とは言え、私が和束ハルを疑っていると広めておくことは後々につながると思うので、私は朝日君に、和束ハルのプロフィールと、疑っている理由を告げた。
朝日君は、秀麗な眉を寄せて少し考え込んだ。絶対金谷安吉さんが甘くする顔面偏差値よね、この青年は。
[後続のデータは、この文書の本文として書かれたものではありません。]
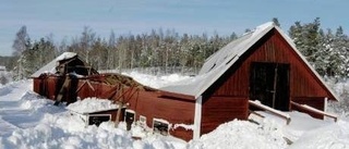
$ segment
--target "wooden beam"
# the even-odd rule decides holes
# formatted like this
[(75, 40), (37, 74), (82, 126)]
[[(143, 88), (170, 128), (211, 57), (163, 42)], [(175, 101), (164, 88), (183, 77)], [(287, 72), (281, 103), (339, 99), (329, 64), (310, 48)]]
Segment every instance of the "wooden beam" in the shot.
[(300, 104), (300, 103), (297, 103), (297, 102), (293, 102), (293, 101), (291, 101), (291, 104), (297, 107), (297, 108), (299, 108), (299, 109), (305, 110), (305, 111), (310, 111), (310, 112), (314, 112), (316, 114), (321, 114), (321, 115), (324, 115), (324, 116), (332, 117), (332, 119), (335, 120), (335, 122), (337, 122), (337, 120), (338, 120), (338, 115), (321, 111), (318, 109), (312, 108), (312, 107), (306, 105), (306, 104)]

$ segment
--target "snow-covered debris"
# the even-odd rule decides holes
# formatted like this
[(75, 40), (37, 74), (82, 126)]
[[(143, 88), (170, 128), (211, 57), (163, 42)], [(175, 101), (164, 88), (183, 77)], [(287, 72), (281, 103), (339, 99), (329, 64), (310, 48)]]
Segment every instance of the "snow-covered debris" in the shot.
[(256, 125), (248, 121), (231, 121), (218, 126), (198, 140), (192, 140), (189, 148), (195, 149), (282, 149), (287, 148), (282, 133), (272, 122)]
[(348, 122), (339, 121), (303, 134), (290, 149), (349, 149)]
[(141, 74), (139, 72), (122, 73), (122, 74), (131, 76), (134, 80), (137, 80), (139, 83), (153, 88), (160, 88), (169, 84), (173, 84), (173, 83), (190, 78), (190, 76), (182, 76), (180, 74), (170, 74), (170, 75), (164, 75), (164, 76)]
[(68, 110), (84, 114), (97, 111), (105, 111), (117, 109), (118, 105), (107, 99), (86, 98), (84, 100), (77, 100), (67, 107)]
[[(146, 79), (161, 85), (161, 79), (181, 79), (181, 76), (153, 78)], [(81, 115), (71, 114), (68, 109), (80, 111), (81, 108), (81, 112), (86, 112), (96, 107), (115, 108), (110, 101), (89, 98), (69, 108), (55, 107), (53, 101), (31, 91), (32, 85), (32, 80), (21, 80), (0, 87), (0, 149), (349, 148), (348, 122), (315, 120), (300, 112), (288, 113), (292, 119), (289, 125), (285, 121), (279, 123), (280, 117), (272, 117), (272, 114), (260, 125), (234, 120), (190, 142), (153, 134), (152, 128), (140, 125), (133, 125), (131, 132), (125, 131), (125, 123), (120, 123), (119, 127), (112, 122), (104, 122), (99, 127), (86, 126)], [(173, 125), (192, 128), (185, 124)], [(134, 136), (140, 139), (133, 139)], [(293, 144), (287, 145), (284, 137)]]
「まあ、確かに、能力的にはその人がやったとしてもおかしくありませんが……霊的な存在としても薄いのでしたら、隠密にもコストがかかりませんし」
「絶対その人とまでは言わないけど、疑いは捨てたくないのよね」
私はため息を付いた。時間作って、できる範囲で和束ハルのことは調べておこう。
「今回このことを見抜いた、狭山誉さんでしたっけ、その人は今後も怨霊に関わりますか?」
「うん、金谷千歳とも和泉豊とも親しいし、何より金谷家に婿入り予定だし。金谷千歳が何か異常ある時、多分一番に見てもらう人になるかな」
「そうでしたね、金谷家に入るんでしたね」
朝日君があまり賛成でなさそうな雰囲気を感じて、私は言い添えた。
「まあ、狭山君はこの業界に入って三年経ってないくらいだし、知識不足な人間なのは事実だけど。霊の状態を見抜く目はピカイチだからさ。そのうち峰家の誰かのところに研修に行かせて、術式方面の知識不足もなんとかしていくから、よろしく」
「…………。はい」
朝日くんは言いよどむようだったが、うなずいた。
うーん、朝日君、生まれた時からこの業界のエース期待されてて、実際にその責務を全うできてる子だから、後天的に素質得て、その素質がとんでもない人間、あんまり面白くないんだろうな……適宜フォローしていかなきゃな……。
あーあ、難しいなあ、人間関係の調整って。